Ein Wort möchte ich noch an die auschliesslich Teufel, Logitech, CReative etc. User richten:

Wenn ihr das nächste mal daran denkt, euch selbst zu beschenken, macht doch bitte mal einen Termin in einem Hifi Fachgeschäft, zum probehören, mit eurer eigenen Lieblingsmusik.
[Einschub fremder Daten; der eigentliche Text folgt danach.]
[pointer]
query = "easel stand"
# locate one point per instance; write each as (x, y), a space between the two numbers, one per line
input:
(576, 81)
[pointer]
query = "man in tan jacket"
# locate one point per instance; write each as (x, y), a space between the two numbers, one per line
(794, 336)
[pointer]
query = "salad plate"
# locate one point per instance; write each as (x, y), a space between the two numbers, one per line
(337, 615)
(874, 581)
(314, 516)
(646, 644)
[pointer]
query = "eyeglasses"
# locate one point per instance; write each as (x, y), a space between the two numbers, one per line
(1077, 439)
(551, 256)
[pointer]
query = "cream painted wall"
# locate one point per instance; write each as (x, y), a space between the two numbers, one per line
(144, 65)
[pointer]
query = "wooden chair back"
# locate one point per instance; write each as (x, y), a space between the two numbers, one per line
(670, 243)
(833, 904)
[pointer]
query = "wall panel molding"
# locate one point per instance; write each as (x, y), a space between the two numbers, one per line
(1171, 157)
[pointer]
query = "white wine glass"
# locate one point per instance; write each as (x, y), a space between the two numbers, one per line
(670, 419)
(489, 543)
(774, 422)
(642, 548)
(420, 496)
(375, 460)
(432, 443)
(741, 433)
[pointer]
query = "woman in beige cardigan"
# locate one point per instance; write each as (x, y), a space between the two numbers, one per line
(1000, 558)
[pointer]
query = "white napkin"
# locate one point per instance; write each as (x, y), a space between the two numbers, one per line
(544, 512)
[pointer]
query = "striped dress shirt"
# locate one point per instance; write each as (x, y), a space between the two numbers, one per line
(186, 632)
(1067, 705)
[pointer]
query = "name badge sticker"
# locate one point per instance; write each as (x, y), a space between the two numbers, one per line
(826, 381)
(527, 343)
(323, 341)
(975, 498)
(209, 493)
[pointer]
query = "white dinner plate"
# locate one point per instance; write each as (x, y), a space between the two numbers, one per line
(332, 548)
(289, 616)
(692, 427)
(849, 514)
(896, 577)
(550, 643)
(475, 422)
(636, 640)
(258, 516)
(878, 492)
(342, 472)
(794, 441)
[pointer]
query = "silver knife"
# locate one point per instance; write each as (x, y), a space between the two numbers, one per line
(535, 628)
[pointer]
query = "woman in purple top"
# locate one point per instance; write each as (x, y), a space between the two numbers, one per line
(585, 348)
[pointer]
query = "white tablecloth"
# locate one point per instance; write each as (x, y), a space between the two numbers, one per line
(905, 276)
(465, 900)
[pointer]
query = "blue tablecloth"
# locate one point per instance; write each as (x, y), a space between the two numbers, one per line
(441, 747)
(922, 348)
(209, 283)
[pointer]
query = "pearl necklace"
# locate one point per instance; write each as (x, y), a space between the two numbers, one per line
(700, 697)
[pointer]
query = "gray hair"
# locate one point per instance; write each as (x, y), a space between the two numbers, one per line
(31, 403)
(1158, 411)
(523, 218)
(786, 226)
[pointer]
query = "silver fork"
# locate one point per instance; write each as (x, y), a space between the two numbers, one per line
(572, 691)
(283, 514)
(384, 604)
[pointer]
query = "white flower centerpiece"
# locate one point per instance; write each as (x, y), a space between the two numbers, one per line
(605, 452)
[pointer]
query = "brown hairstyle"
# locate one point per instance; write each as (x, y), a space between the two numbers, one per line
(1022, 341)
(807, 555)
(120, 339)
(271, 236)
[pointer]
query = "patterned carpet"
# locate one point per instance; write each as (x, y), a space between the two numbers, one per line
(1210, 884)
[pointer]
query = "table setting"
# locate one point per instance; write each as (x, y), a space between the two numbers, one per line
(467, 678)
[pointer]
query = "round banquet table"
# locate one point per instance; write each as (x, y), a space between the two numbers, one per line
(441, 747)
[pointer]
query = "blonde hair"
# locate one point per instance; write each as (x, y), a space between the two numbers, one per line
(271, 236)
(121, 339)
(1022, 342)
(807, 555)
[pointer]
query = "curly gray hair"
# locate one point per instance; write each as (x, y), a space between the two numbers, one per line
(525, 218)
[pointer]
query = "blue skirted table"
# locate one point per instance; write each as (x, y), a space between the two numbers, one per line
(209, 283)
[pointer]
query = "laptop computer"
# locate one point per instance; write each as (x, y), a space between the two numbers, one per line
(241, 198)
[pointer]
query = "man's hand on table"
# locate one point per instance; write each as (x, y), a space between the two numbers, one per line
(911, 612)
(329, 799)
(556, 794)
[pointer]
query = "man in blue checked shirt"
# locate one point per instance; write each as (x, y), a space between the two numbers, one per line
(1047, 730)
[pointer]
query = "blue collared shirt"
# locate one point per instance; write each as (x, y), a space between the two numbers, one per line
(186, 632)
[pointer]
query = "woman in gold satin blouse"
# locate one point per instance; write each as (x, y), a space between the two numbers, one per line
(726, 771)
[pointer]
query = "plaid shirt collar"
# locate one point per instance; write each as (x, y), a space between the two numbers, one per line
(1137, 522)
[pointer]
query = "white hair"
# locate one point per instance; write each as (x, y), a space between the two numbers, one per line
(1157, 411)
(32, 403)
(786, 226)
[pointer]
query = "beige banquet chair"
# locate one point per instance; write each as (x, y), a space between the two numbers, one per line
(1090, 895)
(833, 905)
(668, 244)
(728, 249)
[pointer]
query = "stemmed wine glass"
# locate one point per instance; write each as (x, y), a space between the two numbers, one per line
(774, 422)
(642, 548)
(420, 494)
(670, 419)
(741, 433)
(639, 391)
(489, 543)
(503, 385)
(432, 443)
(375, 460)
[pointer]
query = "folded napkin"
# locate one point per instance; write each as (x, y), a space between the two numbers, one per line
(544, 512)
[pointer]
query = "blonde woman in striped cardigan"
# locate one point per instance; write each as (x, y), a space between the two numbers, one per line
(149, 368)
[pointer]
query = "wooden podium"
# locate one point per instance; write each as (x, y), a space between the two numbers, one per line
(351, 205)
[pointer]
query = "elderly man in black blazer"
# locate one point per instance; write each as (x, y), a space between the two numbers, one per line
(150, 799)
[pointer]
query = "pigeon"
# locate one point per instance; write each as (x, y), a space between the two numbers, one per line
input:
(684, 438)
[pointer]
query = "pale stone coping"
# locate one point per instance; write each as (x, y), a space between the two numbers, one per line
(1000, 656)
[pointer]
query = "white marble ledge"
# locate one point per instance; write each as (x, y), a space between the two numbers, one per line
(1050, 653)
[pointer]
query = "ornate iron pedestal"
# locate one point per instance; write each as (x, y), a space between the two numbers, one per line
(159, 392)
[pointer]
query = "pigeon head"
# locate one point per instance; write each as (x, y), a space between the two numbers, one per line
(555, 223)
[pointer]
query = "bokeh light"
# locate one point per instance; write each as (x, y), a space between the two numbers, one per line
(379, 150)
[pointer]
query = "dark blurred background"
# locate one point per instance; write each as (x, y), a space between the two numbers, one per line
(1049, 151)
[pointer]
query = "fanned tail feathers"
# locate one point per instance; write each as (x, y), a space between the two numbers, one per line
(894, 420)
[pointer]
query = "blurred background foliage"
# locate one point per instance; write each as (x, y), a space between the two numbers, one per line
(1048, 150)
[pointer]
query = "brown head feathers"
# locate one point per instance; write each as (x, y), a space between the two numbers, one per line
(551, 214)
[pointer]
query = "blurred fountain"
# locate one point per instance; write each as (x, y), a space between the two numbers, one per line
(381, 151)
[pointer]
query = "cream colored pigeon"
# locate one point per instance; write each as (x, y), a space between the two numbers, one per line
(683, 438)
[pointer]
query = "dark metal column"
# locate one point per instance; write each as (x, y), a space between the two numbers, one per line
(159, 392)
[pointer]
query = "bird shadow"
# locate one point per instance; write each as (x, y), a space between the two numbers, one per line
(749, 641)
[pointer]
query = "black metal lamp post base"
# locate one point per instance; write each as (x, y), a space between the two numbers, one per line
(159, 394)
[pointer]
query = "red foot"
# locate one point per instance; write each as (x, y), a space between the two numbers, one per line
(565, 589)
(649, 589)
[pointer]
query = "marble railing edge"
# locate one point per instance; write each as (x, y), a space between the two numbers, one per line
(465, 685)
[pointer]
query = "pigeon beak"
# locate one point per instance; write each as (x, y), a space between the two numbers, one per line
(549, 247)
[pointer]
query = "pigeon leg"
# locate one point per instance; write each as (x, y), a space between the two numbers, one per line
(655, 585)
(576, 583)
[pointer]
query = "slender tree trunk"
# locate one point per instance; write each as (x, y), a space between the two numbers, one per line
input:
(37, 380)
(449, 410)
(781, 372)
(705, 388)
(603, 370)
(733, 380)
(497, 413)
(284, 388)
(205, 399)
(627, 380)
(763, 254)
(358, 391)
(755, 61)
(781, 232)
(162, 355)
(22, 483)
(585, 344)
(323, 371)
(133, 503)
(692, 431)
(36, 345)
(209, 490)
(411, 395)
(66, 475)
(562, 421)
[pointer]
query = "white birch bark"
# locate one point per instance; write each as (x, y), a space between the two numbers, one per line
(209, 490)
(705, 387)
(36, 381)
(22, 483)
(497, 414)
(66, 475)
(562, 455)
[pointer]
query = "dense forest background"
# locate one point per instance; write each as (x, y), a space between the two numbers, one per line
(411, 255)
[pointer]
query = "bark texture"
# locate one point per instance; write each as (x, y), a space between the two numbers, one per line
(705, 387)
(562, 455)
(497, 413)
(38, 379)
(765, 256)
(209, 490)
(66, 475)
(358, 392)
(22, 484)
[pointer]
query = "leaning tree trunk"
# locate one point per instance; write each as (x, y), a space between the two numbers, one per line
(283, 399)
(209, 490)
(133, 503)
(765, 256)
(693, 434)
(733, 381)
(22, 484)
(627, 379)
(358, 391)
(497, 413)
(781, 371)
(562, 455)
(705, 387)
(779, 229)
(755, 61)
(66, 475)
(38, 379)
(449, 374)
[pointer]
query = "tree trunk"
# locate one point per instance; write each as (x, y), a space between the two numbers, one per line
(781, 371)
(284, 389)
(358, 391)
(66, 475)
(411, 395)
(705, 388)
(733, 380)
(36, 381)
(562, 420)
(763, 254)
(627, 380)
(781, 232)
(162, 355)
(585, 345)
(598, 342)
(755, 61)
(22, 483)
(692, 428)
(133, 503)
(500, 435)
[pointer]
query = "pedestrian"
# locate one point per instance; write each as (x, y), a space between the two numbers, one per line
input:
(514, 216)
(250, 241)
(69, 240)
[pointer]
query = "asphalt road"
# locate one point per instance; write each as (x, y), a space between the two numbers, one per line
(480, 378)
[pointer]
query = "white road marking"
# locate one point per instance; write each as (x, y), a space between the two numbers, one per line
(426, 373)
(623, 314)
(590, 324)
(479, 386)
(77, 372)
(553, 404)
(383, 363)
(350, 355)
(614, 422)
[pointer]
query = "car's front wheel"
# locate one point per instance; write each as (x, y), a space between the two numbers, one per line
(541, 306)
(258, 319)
Ihr werdet sie noch nie so gehört haben und wahrscheinlich werdet ihr feststellen, wie eure bisherige Ausstattung die Künstler geradezu verstümmelt.


----------



## Dr Bakterius (18. März 2012)

*AW: Was bentutz ihr zur Ton Wiedergabe an eurem PC?*



Madz schrieb:


> Eine seperate Anlage besitze ich nicht, werde mit zu dem Setup aber bald einen CD Player kaufen, weil ich den Rechner nicht immer einschalten will.
> Mittelfristig werde ich aber aufrüsten, so daß im Schlafzimmer ein Pärchen Nubox 311 steht und in der Küche ein Pärchen Nubox 101.
> 
> 
> ...


 
Bei mir ist eben umgekehrt, wenn ich mal eben Musik hören will ohne KH will ich nicht immer die Anlage einschalten. Dort laufen eh nur MP3 Konserven.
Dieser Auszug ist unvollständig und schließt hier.